Maaşla başkan tutacaklar

DYP İl başkanlığı görevini kağıt üstünde sürdüren Soner Göksel, partinin durumu hakkında vahim bir tablo çizdi, ‘Gelen bir yılda zor düzeltir’ dedi.

1995 seçimlerinde yedi milletvekiliyle İzmir'de birinci parti olan DYP şu anda İzmir'de sadece iki milletvekili ile temsil ediliyor. Seçimden bu tabloyla çıkan DYP İzmir örgütü karıştı. İşadamı Soner Göksel İl Başkanlığı'na atandı. Göksel, Ekim ayında gidilen kongrede yeniden Başkan seçildi. Ancak, Yönetim Kurulu'ndaki 28 isimden 21'i milletvekili Yıldırım Ulupınar'a istifa mektuplarını teslim edince ortalık toz duman oldu.
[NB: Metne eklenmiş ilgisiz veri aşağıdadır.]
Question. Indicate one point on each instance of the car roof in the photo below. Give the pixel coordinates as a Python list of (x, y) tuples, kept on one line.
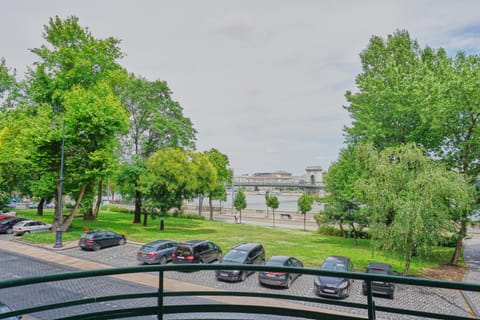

Göksel'i düşürme çabası sonuç verdi ve Göksel önce 4 Nisan, ardından 9 Nisan'da istifa ettiğini açıkladı. Tam 60 gündür Soner Göksel, İzmir DYP'de kağıt üzerinde Başkan. Ama yönetim yok. Bir türlü yeni yönetim atanamıyor. DYP'nin İzmir'deki tarihinde yaşanmamış durumunu konuştuğumuz Göksel, hem rakiplerine yüklendi, hem özeleştiri yaptı.

Milletvekilleri Yıldırım Ulupınar ve Ufuk Söylemez ile beraberliğiniz, büyük bir kavgaya döndü. Bu ayrılık nerede ve neden başladı?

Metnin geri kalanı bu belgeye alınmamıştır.